Combining pacritinib with sirolimus-based GvHD prophylaxis may improve efficacy
Posted: 24 March 2021 | Hannah Balfour (European Pharmaceutical Review) | No comments yet
Phase I results suggest adding pacritinib to sirolimus and low-dose tacrolimus could be beneficial in preventing graft-versus-host disease (GvHD).
Phase I trial data reveals pacritinib in combination with sirolimus and low-dose tacrolimus (PAC/SIR/TAC) has a promising safety profile and exhibited preliminary therapeutic activity in preventing acute graft-versus-host disease (GvHD) after allogeneic hematopoietic cell transplantation (alloHCT).
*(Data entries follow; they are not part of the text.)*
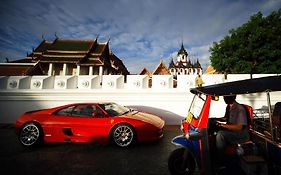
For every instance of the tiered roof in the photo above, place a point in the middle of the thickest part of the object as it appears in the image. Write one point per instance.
(80, 52)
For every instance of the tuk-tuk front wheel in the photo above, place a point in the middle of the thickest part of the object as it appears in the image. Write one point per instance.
(181, 162)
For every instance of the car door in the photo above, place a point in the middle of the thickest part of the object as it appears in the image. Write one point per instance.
(78, 124)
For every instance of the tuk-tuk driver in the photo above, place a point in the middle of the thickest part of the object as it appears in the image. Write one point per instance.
(236, 129)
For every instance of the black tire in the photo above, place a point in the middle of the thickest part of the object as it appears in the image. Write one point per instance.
(123, 135)
(177, 166)
(31, 135)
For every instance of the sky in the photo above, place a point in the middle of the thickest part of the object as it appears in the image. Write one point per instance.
(140, 32)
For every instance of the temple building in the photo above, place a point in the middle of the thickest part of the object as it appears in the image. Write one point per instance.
(67, 57)
(183, 65)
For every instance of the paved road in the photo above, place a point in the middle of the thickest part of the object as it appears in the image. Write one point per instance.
(94, 159)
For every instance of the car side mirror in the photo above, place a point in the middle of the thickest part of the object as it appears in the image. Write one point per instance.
(97, 114)
(215, 98)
The results of the trial evaluating PAC/SIR/TAC were published in Clinical Cancer Research. The Phase II portion of the trial (NCT02891603) is ongoing at Moffitt Cancer Center and the Masonic Cancer Center at the University of Minnesota, both US.
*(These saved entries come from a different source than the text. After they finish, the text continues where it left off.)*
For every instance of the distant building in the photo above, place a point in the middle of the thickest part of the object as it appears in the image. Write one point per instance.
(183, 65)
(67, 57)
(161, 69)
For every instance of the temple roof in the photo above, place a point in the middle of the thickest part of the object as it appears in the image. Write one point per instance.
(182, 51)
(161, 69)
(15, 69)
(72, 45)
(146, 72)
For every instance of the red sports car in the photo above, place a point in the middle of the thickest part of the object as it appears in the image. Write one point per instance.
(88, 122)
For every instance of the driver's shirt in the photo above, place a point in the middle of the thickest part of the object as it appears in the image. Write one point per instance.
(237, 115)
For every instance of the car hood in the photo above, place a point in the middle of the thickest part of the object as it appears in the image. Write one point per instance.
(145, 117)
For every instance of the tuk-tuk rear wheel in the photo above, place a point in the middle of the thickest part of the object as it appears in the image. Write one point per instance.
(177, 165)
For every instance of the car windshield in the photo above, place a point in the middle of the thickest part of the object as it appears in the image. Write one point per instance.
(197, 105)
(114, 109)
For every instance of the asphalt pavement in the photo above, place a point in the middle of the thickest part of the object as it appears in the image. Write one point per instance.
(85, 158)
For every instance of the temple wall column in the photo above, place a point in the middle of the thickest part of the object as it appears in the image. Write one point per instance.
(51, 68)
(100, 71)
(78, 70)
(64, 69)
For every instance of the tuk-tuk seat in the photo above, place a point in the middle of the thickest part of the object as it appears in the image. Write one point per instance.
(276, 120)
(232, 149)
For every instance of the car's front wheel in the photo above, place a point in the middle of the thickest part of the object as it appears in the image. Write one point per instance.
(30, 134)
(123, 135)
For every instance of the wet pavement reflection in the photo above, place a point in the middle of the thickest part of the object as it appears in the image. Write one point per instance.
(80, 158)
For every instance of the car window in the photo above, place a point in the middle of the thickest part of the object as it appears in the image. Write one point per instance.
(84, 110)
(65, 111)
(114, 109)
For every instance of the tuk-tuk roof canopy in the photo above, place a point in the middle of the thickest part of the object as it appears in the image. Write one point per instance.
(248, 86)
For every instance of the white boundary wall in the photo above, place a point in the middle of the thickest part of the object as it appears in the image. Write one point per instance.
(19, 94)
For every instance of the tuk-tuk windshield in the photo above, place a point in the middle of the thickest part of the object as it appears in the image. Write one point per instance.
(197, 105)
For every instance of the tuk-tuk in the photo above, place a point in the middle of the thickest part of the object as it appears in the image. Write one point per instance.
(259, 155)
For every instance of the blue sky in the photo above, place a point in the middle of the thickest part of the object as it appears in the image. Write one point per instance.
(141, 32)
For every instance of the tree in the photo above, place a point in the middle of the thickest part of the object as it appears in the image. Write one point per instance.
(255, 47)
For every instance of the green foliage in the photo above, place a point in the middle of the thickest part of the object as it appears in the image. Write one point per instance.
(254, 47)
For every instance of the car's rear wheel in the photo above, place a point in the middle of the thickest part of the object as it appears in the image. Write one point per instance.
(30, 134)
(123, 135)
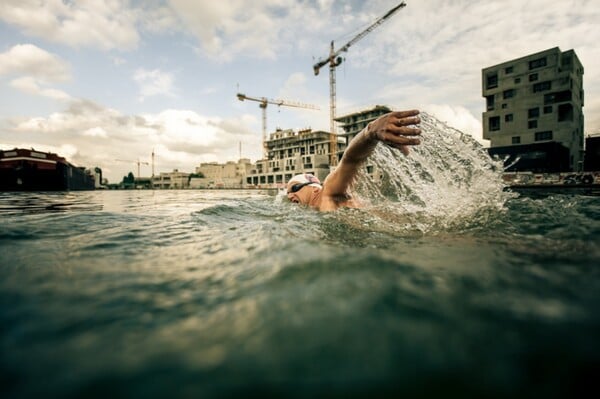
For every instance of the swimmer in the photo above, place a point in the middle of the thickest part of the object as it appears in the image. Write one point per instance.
(395, 129)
The Phase I portion of the trial (NCT02891603) primarily evaluated the safety of PAC/SIR/TAC administered after alloHCT.
PAC is an investigational oral kinase inhibitor with specificity for JAK2. The JAK family of enzymes is a central component in signal transduction pathways critical to normal blood cell growth and development, as well as inflammatory cytokine expression and immune responses. SIR and TAC inhibit the mTOR pathway which is critical for T cell activation. T cells play an essential role in development of GvHD.
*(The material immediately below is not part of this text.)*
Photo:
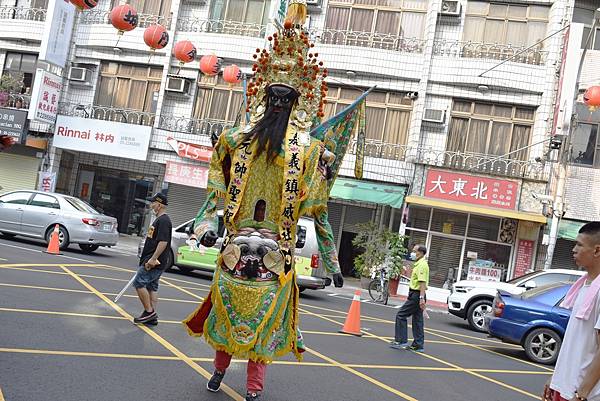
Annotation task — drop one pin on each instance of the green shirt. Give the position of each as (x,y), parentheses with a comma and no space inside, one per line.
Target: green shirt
(420,273)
The trial used a 3+3 dose escalation design to identify PAC 100mg twice a day as the minimum biologically active and well-tolerated dose for further study. At this dose, one out of six study participants treated with the investigational regimen had Grade 2-4 acute GvHD. Chronic GvHD was rare, with only two participants developing mild disease, which resolved without systemic immune suppression.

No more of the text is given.